On Jan 28, 2013, at 2:53 PM, Hugo Arregui wrote:

> 3) To read/write float/double numbers (in ieee754) i'm using
> endian-blob egg (here[4]), it's there any alternative without
> implementing the full float/double->binary logic (which seems quite
> complicated)?

Maybe I'm overlooking something, but my understanding is that all modern
machines use IEEE 754 format internally, and although endianness is
unspecified, it can be assumed it's the same as for integers except for
all but the weirdest of platforms.  Virtually all the complex logic
in endian-blob / GDB for floating point conversion is for 
extended floating point values or platforms like VAX and old
ARM processors, and could probably just be discarded.

So if you want IEEE 754 format output, can you not just cast
the floating point memory to uint8_t* (e.g. (uint8_t*)&f )
and then write out the bytes in big-endian order?

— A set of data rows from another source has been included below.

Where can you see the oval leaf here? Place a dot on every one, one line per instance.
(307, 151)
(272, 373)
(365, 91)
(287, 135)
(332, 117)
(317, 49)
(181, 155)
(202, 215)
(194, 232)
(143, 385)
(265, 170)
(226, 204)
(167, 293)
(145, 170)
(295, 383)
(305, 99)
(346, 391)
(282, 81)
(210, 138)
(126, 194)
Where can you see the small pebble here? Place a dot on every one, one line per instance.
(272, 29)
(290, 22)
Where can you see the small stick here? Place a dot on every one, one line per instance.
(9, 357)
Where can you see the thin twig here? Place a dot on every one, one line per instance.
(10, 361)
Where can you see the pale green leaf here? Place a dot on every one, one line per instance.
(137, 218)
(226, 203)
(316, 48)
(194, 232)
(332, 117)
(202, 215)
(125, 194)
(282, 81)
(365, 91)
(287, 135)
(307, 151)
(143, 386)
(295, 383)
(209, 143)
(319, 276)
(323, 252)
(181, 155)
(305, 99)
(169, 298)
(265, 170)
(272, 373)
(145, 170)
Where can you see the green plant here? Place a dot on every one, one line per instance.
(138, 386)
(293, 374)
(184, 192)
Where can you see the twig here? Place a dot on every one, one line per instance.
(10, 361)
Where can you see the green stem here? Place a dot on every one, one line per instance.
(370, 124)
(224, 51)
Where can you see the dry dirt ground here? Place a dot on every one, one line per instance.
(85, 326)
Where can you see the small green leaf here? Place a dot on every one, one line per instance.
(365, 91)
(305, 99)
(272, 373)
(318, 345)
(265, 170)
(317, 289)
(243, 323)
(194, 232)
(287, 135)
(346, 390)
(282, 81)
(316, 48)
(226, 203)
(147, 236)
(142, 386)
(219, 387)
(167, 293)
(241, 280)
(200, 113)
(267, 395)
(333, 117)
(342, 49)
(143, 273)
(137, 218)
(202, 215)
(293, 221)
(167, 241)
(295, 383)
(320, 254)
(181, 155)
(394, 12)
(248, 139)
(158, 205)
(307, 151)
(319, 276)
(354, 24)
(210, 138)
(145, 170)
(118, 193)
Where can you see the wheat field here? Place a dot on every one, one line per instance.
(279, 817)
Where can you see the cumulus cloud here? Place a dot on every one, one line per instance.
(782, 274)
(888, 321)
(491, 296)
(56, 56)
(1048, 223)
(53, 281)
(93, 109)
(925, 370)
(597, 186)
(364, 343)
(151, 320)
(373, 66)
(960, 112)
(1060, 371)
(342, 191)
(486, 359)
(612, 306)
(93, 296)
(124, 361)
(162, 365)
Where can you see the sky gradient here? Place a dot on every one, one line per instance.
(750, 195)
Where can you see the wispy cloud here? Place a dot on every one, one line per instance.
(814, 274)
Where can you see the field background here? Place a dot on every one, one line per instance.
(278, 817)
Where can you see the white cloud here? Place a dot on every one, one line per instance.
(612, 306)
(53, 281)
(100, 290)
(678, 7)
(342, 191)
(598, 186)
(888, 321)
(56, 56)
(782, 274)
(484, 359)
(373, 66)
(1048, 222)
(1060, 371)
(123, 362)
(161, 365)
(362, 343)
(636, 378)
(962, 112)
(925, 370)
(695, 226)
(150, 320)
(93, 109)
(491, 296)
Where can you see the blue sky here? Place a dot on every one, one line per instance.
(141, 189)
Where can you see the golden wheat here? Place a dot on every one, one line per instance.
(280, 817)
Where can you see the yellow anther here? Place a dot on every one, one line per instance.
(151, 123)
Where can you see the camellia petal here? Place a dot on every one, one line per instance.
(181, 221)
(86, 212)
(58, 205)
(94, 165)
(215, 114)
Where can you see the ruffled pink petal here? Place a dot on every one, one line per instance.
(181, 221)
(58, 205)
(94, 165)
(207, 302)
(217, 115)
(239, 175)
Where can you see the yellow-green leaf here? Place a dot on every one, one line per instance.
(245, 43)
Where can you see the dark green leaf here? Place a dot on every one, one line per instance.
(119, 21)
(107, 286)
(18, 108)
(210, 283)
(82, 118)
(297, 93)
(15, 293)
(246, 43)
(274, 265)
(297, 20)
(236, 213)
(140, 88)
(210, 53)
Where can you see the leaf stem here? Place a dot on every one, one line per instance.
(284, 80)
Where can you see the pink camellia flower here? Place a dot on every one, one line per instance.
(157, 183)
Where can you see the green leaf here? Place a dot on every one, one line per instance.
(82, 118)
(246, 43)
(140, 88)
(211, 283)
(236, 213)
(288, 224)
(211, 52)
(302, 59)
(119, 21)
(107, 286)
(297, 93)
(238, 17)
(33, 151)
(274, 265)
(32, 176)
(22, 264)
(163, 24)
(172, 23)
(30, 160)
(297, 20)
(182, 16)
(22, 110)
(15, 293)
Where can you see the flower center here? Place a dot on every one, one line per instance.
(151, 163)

And if you don't know your system's endianness and so can't easily
use something like bswap, you should just be able to cast to a
sufficiently wide integer value and write out a byte at a time
in sequence; e.g.

 /* untested */
 double d=35.4;
 write_byte( ((*(uint64_t *)&d) >> 56) & 0xff );
 write_byte( ((*(uint64_t *)&d) >> 48) & 0xff );
 write_byte( ((*(uint64_t *)&d) >> 40) & 0xff );
 ...

The bit-twiddling of the latter example can't easily be accomplished
directly in Chicken due to lossage on integers larger than 53 bits,
but you could do byte swapping in C and byte writing from Chicken.